None of that is to say that it’s milk and honey for everyone out there; that we haven’t had a recession doesn’t mean that rising interest rates and inflation haven’t both hurt households, and the majority of Americans are still living paycheck to paycheck. The job certainly isn’t done, and a combination of factors including President Joe Biden’s continuing commitment to robust industrial policy and the resurgent power of labor organizing can keep pulling things in the right direction.

Is this graceful landing the product of the particular circumstances of the contemporary economic picture? Maybe, but what isn’t? The point is that it worked, and what definitely won’t help now is if the Fed busies itself fixing what ain’t broke.

Though the interest rates were kept steady this time around, Powell has repeatedly insinuated that he envisions a potential additional hike in the near term.
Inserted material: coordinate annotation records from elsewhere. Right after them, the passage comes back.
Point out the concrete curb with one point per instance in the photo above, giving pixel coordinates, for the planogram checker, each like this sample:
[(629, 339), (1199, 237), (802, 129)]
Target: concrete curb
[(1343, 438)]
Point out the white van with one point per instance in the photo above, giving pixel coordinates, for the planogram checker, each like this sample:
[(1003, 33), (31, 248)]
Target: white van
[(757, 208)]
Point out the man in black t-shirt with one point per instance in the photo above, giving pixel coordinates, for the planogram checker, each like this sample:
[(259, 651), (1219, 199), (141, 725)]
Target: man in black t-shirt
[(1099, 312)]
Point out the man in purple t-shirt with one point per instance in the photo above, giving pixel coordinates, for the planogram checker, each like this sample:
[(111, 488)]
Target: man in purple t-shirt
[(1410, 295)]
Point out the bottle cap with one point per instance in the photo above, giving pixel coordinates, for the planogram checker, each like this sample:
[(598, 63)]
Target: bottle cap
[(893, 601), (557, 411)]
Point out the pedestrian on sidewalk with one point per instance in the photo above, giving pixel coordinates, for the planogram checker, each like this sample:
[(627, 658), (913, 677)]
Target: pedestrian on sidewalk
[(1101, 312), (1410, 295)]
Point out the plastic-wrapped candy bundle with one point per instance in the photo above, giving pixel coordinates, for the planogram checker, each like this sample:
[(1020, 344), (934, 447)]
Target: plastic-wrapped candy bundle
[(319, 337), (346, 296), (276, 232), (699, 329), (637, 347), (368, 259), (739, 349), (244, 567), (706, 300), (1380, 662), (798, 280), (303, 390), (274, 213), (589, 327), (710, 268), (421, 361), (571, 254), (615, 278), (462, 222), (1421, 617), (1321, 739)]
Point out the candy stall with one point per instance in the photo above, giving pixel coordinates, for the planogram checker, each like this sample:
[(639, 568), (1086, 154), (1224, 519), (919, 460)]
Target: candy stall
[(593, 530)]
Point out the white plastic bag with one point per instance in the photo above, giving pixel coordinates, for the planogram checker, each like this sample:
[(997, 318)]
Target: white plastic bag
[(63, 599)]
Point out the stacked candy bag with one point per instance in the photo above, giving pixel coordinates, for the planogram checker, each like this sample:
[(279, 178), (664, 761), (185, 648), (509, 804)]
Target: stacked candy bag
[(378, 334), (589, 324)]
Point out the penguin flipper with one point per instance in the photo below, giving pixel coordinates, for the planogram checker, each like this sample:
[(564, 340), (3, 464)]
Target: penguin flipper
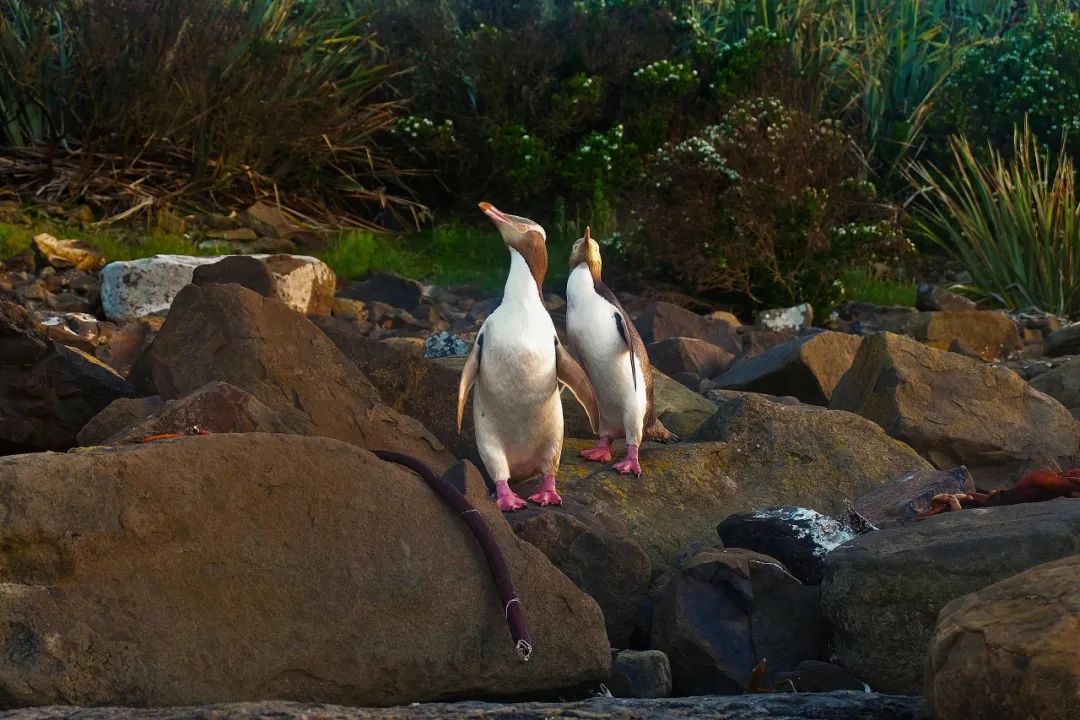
[(571, 375), (469, 374)]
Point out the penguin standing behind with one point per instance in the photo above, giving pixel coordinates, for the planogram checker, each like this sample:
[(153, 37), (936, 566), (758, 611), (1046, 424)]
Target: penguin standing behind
[(608, 345), (516, 365)]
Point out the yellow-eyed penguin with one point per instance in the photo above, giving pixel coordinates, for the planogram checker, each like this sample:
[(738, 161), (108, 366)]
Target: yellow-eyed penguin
[(607, 343), (516, 365)]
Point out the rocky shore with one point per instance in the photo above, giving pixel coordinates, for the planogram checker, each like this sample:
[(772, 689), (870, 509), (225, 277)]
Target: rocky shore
[(772, 565)]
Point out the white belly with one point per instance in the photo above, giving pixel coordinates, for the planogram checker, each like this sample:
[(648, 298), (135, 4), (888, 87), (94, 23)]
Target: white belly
[(595, 340), (516, 407)]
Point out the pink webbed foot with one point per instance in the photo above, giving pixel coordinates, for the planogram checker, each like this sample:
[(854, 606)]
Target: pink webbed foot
[(547, 496), (601, 453), (507, 499), (630, 465)]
This doesn’t sound like too big of a deal given that the Fed’s earlier series of successive rate increases did not drive us into recession already; what’s another few basis points?

Yet the primary distinction between a healthy economy and a recession isn’t whether interest rates were hiked — pretty much everyone agreed they had to be hiked — but how aggressively and how quickly; the problem is that once a recession sparks, it’s next to impossible to get it back under control before it inflicts massive damage, and why would we play with fire when things are fine now?

The Fed should instead revel in pulling off what some thought impossible.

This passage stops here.